A worrying part of the information issued was that it was the young driver, not the middle aged, who was most likely to have consumed alcohol. To quote the Garda release that contained the data:
‘a significant number of drink driving cases involved a male driver, between 23-32 driving late at night/ early morning particularly at weekends, with a BAC (Blood Alcohol Concentration ) higher than 100mg/ 100ml.’
Just in case you don’t get the units let me tell you that 100mg is thoroughly drunk, not just on the edge. At that level your speech will be slurred, your hand-eye co-ordination sloppy and your judgement unreliable. There is no way that you could think that you were OK to drive.
It is disappointing to see the young highlighted because we thought we were getting somewhere with that group. The theory was that the older driver grew up in a time when there was broad social tolerance for having a drink or two. That group still couldn’t shake the habit of a lifetime but the young, we hoped, were getting the message.
It appears not. The AA was also releasing data last week. We had the results of a survey of 15,000 Irish drivers whom we had asked about drinking and driving.
13 per cent of all respondents had accepted a lift from someone that they knew or suspected was drunk within the last year. This is a worry in itself; the social stigma that we hoped now attaches to drink driving may not be there at all.
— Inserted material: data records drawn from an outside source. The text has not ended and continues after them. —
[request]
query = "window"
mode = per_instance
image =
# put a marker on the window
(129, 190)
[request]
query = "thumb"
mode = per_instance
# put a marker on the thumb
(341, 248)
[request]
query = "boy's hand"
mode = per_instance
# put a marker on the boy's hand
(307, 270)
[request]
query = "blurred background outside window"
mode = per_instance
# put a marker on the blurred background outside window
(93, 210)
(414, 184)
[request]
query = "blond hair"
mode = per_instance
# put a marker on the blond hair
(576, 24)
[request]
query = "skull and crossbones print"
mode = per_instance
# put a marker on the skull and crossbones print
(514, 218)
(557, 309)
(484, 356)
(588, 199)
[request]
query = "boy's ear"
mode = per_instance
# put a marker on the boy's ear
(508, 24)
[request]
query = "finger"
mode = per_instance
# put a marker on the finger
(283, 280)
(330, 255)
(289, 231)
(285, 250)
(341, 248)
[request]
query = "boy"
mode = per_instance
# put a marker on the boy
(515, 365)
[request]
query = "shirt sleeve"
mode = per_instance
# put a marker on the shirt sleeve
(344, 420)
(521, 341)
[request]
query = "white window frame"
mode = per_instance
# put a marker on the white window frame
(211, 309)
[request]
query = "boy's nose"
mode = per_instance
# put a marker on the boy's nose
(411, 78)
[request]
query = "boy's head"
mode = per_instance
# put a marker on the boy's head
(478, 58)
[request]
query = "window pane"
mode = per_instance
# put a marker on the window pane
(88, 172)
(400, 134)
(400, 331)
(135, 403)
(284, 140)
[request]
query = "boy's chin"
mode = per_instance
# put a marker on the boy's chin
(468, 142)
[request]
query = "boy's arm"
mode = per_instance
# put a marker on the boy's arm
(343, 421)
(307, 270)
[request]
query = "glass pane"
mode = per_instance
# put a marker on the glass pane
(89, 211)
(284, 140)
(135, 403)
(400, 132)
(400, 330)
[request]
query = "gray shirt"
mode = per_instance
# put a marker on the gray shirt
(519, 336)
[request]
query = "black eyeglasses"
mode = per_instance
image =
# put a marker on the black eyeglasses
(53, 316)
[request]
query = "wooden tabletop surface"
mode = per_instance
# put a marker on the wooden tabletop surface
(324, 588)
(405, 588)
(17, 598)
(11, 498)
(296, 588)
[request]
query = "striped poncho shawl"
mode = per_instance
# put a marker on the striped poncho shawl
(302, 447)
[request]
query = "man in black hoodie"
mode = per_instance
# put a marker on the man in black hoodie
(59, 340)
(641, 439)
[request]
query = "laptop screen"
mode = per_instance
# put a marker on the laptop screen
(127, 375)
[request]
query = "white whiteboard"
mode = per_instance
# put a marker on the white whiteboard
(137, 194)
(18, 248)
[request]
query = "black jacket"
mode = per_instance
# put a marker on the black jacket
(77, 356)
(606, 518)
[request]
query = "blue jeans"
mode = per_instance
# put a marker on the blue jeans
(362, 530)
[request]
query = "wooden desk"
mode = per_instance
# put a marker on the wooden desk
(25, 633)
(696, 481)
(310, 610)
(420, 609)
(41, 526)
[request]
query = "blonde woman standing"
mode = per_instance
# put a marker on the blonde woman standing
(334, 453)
Worse again, the group in our survey most likely to have taken that risk were young men. 30 per cent said that they had accepted a lift from a drunk driver within the last year.
To be fair a lot of people gave us more detail in the comments that they made. In many cases they were very worried about the driver and thoroughly disapproved but at that stage they had no other way to get home.
For this exact reason the pattern was worse in rural Ireland. We can hardly be surprised. If you have virtually no public transport serving a community at night this will happen. Young people especially want to socialise and may start the night with a lift arranged but by the time the club closes their driver is not as sober as he promised. Hard to get all moral at that stage and then walk ten miles home.
Understandable as that is, there are many Irish road safety tragedies that follow this narrative precisely. I do not want to hear another story like that over the coming Christmas period but it is all too likely.
‘Tis the season for alcohol it seems. And in that regard it would also be timely to remind people to be very careful the morning after. The mere fact that you took a taxi at 3am and got a few hour’s sleep will not work any magic on your biochemistry. If you feel hungover driving to work the next morning it is because you are still drunk.
The deaths tend not to happen in morning rush hour, and hence the Garda quite rightly concentrate resources elsewhere, but the law is 24/7. The AA always advises people not to risk it.
There really is no safe way to combine alcohol with driving. It should be perfectly possible for us all to arrange our Christmas festivities around that essential fact without ruining our social lives.
If we are honest, we appear to have a deeper social problem going on here and we probably have to concede that we have not made as much progress as we hoped.